Tag Archives: obedience

Meet Rescue and Therapy Dog Lucia

Dear readers and friends – I am sorry for the long silence,  my fibromyalgia got to me, then germs did, and I failed to write.

Thus far I have stuck to blogging about Callie and Charlie, but I would like to be talking more about the Cavalier rescue community in general. Such as the rescuers who go in and save the dogs, the owners who work so hard with their rescues, the health of our Cavalier’s, and, of course, the continued adventures of C & C.

Puppy Awareness Week in the UK just ended Saturday. Puppy Awareness Week, or PAW, is a campaign by the UK Kennel Club to ensure that puppies have long, healthy, happy lives with their owners. It is intended to raise awareness of puppy farms/mills and educate prospective owners as to how they might find a reputable breeder.

This coming Saturday, Sept. 16th, is Puppy Mill Awareness Day – #PuppyMillAwarenessDay. This is an initiative started by the National Mill Puppy Project to vigorously promote awareness of puppy mills and encourage the public to rescue rather than buy, or ensure they are buying from a reputable breeder.

I always emphasize rescuing because, well, until there aren’t any Cavaliers left to rescue I would rather spend the money a puppy costs on giving one a chance at a new healthy, happy life. And, although I hope it doesn’t, if that statement comes out judgmental, it isn’t meant to be. I have lots of friends with breeder-purchased puppies, and I would adore their dogs regardless.

In honor of all the puppy awareness and rescue awareness going on right now, this week I’m going to be highlighting a few dogs (erm, I mean people) who have rescued and, whether or not they intended to in the first place, wouldn’t change the experience for the world!

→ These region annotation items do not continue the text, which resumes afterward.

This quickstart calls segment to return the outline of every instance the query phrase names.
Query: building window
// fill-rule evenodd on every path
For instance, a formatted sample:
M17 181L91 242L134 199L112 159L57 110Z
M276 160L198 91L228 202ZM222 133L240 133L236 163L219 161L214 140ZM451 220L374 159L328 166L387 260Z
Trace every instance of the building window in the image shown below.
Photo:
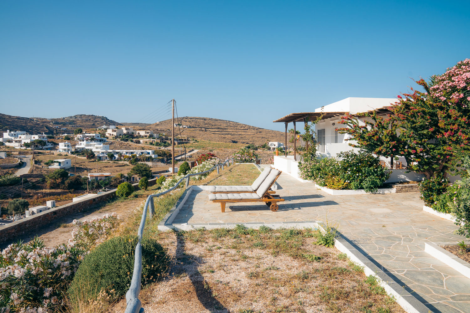
M325 129L317 131L318 141L318 152L325 152Z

So today I want to highlight one impressive Cavalier rescue, Lucia and her mom Paula Stacey. In two years Lucia has gone from a puppy locked in a closet to a fully certified therapy dog.

Lucia as a puppy
When I was all alone

Lucia, or Lucy for short, was almost six months old before she found her forever home. Before that, she lived somewhere locked in a closet because she was “too much trouble.”

 

In August of 2015, Paula Stacey found out about Lucia and went to meet her. It was fate, as both fell in love with each other instantly.

Paula meeting Lucy
The day Lucy found her forever home.

Here’s what Paula Stacey had to say about the decision to train and the process of training Lucy to be a therapy dog.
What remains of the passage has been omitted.